From The Editor | January 25, 2007

Assets In Context

Putting an ID tag on high-value assets is of little value unless you can provide context to that data point.

Integrated Solutions, February 2007

Several technologies jump to mind when you start discussing asset management. RFID (radio frequency identification) solution providers, for instance, seem to be constantly pitching the smart label technology as an asset management enabler. Similarly, bar codes could be considered a key enabler of any asset management application. You can go a step further and start looking at direct part marking technologies and various bar code symbologies that are employed in asset management apps.

At the end of the day, however, all of these technologies are used to identify — sometimes uniquely — a particular asset. Really, though, this is just one aspect of asset management. These technologies are all employed to identify assets ranging from laptops to servers to pallets to desks. You've identified the assets, but your goal should be to provide context around that ID information. Identifying a particular asset and then providing context around that asset — that's the essence of how an asset management application benefits a company.

It's interesting to note that "context" can come in many different flavors. It all depends on the asset and the needs of the enterprise. Take a look at tracking laptops on an educational campus. All of the laptops can be identified and logged before they are issued. The laptops are assigned to particular users for some period of time. Now, let's start looking at context. Correctly identifying assets allows the institution to measure shrinkage, ensure that laptops are not replaced, perform regular upgrades, and depreciate the value of the assets over time. All of these benefits, however, start with identifying the laptops.

It's a similar situation in a manufacturing facility where both fixed and mobile assets are employed.
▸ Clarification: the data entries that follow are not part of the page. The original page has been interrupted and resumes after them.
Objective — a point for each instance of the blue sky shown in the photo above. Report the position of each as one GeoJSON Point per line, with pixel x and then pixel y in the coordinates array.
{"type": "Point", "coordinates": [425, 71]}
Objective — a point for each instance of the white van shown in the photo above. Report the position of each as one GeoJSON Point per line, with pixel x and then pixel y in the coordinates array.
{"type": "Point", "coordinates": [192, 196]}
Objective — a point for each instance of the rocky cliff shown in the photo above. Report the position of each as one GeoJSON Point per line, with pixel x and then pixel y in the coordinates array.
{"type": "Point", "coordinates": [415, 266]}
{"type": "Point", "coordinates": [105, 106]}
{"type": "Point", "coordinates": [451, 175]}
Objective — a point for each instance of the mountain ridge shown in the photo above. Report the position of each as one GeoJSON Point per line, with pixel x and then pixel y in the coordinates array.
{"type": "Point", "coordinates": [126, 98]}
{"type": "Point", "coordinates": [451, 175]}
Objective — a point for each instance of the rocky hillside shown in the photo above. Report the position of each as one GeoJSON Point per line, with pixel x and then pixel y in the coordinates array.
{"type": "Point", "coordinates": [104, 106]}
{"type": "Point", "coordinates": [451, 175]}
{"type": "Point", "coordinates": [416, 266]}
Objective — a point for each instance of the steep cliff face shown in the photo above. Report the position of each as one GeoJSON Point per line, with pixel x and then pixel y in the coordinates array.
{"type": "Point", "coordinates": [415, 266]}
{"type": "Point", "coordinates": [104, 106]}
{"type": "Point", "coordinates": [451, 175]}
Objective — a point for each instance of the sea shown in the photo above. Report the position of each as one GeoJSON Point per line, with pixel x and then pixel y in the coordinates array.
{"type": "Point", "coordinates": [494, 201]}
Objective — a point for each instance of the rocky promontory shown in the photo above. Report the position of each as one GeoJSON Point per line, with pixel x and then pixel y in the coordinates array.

Identifying fixed assets allows companies to properly account for them in their financial reports. Additionally, these fixed assets need scheduled maintenance, which is a part of asset management. Ultimately the goal is to optimize the use of these assets. In that same manufacturing facility, expensive tools and equipment are also used. Again, identifying these tools is the first step in optimizing their value to the company. Using tool cribs or manned equipment rooms, enterprises can account for these assets as they are deployed and also schedule routine maintenance.

In both of these cases — as with any significant asset management application — providing context around these assets is contingent upon a robust back end system. In some cases, that might be a CMMS (computerized maintenance management system) or MRO (maintenance, repair, overhaul) software or an EAM (enterprise asset management) solution. Without these systems, RFID-tagged and bar-coded assets make little sense. What good is an identified asset without context around that ID number that can be used to take action?

Asset management is a problem that's gone unresolved within enterprises. However, a convergence of technologies — ranging from RFID to databases to bar codes — now makes it possible to track and manage assets. That's good news for IT managers and operations folks. But, it's even better news for CFOs.